Evaluating and Analyzing Relationship Hallucinations in Large Vision-Language Models
Mingrui Wu, Jiayi Ji, Oucheng Huang, Jiale Li, Yuhang Wu, Xiaoshuai Sun, Rongrong Ji
TL;DR
The paper tackles the under-explored problem of relationship hallucinations in Large Vision-Language Models by introducing R-Bench, a mixed-answery benchmark consisting of image-level Yes/No questions and instance-level, bounding-box- or mask-attached queries derived from nocaps/COCO data.

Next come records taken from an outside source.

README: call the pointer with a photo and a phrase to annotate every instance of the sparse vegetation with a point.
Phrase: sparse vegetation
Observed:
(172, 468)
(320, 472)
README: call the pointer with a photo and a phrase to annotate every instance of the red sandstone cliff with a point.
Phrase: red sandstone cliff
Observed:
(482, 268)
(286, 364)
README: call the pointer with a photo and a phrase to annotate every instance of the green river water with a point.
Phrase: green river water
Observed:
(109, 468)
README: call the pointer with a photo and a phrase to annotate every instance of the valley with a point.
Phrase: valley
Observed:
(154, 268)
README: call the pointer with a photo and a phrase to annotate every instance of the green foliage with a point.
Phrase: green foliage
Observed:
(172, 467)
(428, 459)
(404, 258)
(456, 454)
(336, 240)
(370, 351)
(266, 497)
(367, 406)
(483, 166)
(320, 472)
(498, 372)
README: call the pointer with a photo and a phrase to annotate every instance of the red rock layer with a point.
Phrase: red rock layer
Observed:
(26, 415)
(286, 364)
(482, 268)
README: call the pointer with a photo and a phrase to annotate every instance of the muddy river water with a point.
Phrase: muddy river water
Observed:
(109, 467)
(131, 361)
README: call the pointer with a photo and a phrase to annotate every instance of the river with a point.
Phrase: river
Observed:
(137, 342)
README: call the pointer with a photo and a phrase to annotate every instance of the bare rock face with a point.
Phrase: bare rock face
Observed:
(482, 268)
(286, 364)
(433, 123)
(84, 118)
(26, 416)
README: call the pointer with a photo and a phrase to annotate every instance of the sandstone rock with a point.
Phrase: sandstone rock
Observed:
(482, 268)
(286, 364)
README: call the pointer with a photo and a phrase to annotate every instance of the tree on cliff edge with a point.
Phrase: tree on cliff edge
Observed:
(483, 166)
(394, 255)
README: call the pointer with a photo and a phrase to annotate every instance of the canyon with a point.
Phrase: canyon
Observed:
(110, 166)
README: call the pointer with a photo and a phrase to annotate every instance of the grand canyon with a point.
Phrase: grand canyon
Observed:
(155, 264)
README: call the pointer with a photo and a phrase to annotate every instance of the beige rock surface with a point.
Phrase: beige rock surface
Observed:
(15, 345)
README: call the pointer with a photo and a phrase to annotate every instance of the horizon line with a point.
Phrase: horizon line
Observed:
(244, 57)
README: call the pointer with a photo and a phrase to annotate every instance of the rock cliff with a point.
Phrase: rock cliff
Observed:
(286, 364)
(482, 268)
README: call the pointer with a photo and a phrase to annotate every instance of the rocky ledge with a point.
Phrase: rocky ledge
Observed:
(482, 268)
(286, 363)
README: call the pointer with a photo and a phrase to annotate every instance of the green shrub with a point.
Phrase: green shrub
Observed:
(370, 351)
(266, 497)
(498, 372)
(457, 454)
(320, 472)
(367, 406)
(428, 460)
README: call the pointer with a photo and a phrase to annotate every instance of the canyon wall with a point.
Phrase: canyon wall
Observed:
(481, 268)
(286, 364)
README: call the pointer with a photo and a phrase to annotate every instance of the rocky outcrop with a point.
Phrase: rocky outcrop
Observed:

The authors demonstrate that relationship hallucinations are more severe than object hallucinations due to long-tail distributions and three co-occurrence modes (relationship–relationship, subject–relationship, relationship–object), and they reveal that LVLMs often rely on common-sense priors rather than actual visual content, with significant difficulty reasoning about spatial relations in context. Through evaluation of several popular LVLMs and analysis of counterfactual and illusion relationship hallucinations, the work highlights the need for finer image–text alignment and relational reasoning improvements. The work provides a practical benchmark, detailed data statistics, and insights that can guide future mitigation strategies for relational understanding in LVLMs, with broad implications for reliability in real-world visual reasoning tasks.
Abstract
The issue of hallucinations is a prevalent concern in existing Large Vision-Language Models (LVLMs). Previous efforts have primarily focused on investigating object hallucinations, which can be easily alleviated by introducing object detectors. However, these efforts neglect hallucinations in inter-object relationships, which is essential for visual comprehension. In this work, we introduce R-Bench, a novel benchmark for evaluating Vision Relationship Hallucination. R-Bench features image-level questions that focus on the existence of relationships and instance-level questions that assess local visual comprehension. We identify three types of relationship co-occurrences that lead to hallucinations: relationship-relationship, subject-relationship, and relationship-object. The visual instruction tuning dataset's long-tail distribution significantly impacts LVLMs' understanding of visual relationships. Furthermore, our analysis reveals that current LVLMs tend to disregard visual content and overly rely on the common sense knowledge of Large Language Models. They also struggle with reasoning about spatial relationships based on contextual information.